On 21 February, over one lakh farmers and agricultural labourers gathered at a rally in Punjab’s Barnala district to pledge unity in the movement against the 2020 farm laws. The rally was organised by the Bharatiya Kisan Union (Ekta Ugrahan) and the Punjab Khet Mazdoor Union, two of the biggest unions that represent the interests of the landless peasants and work in tandem with each other. The BKU (EU) president, Joginder Singh Ugrahan, addressed the crowd and appealed for farm labourers to reach Tikri—a major sit-in against the laws on Delhi’s borders—for a show of strength on 27 and 28 February. But on 28 February, the cadre of the PKMU was absent from Tikri and there was no large gathering of farm labourers. When I called PKMU’s general secretary, Lachhman Singh Sewewala, he said, post the Barnala rally, he told Ugrahan that the labourers could not afford to reach Delhi.
Over the course of the protests, activists and union leaders have repeatedly stressed how the farm laws would impact the predominantly landless farm labourers just as much as the landowning farmers. Historically, the two communities have often been at odds with each other in Punjab due to age-old class and caste dynamics that favour the landowners. Most farm labourers in the state are landless and a significant number of them are from the Scheduled Caste community. By most estimates, the Dalit community forms about 32 per cent of Punjab’s population, but they own only around 3 percent of land. Jat Sikhs, who form about 25 percent of the population, are known to own large swathes of farmland. Yet, despite the calls for landless farm labourers of Punjab to participate in the movement, in six months of reporting on the farmers’ movement, it was evident that they were not as dominant in the protests as farmers.
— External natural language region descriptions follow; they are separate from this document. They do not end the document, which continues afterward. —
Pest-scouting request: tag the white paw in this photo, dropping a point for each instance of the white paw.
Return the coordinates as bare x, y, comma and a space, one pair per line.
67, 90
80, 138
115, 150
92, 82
I travelled across the Malwa region—which accounts for more than half of Punjab’s area and spans the southern half of the state—to understand the issues that landless labourers face. While some of them lacked an understanding of the farm laws and how the legislation would impact them, some others were unable to participate in the farmers’ protests even though they wanted to. Many of them said that they could not afford to participate in the protests due to the precarious nature of their livelihood and faced issues such as difficulties in availing benefits of the public-distribution system. Activists on the ground also said that while the protests highlighted a host of issues concerning the farming community—such as farmers suicides—the unions leading it did not put a spotlight on the troubles of the landless labourers. In fact, there is no labour union involved in the decision-making process regarding the protests. Sewewala, as well as other activists, emphasised that the onus was on the landowning farmers as well as the farmers’ unions to reach out to the labourers.
In the first week of March, I met around two dozen women carrying shovels to clear wild bushes along a small irrigation canal at Khunde Halal, a village in Muktsar district. Almost none of them understood the new farm laws and were more focussed on their day-to-day difficulties. The chief among their issues was payments under Mahatma Gandhi National Rural Employment Guarantee Act, 2005, scheme. “We have not got any money for the work under NREGA for the past several months,” Bhajan Kaur, a woman in her mid-sixties, told me.
I asked Bhajan what she thought of “mazdoor–kisan ekka,” a slogan raised at the Barnala rally calling for unity between farmers and labourers. Bhajan, who had attended the Barnala rally, said, “We will walk with the farmers and we expect them to not abuse us in return, and allow us to harvest a little fodder for our cattle from along the boundaries of their fields.” She had also visited the Tikri sit-in recently, as a part of a group led by the PKMU. “But nobody talked to us, we were simply there at Tikri, not knowing what was happening,” she told me.
Another group of women at Vajidke Khurd, a village on the Barnala-Raikot state highway, said something similar when I met them after the Barnala rally. They were daily wage workers in farm fields and all of them were from the Dalit community. None of them was aware of the massive rally which had taken place nearby. Within 15 minutes of our interaction, four of them fetched cards that had been issued to them under MGNREGA—all of the cards were blank. They said they had worked as part of the scheme, but officials refused to make entries in their cards and did not pay them.
Among the group was Sonu Kaur, a woman in her mid-thirties, who lost her husband about two years ago and has to support two children. She said she was in debt and worked in farms to make ends meet. Her ration card—locally referred to as “blue card”—showed that she had last received wheat in July last year. Sonu said that she had not received any foodgrains from the government since then. “Sometimes we go to sleep hungry, in fear that we wouldn’t get work the next day and that our foodgrains would get exhausted.” A few others in the group also said they had trouble getting rations. While I was talking to Sonu, word spread that a journalist was taking interviews in the village and three members of the village’s panchayat rushed to meet me. Baljit Singh, one of them, who is also Dalit, told me that the “blue cards” have been replaced by smart cards, “and the cases of those who haven’t received yet have been sent to the office.” He was defensive when I questioned him about the labourers’ complaints.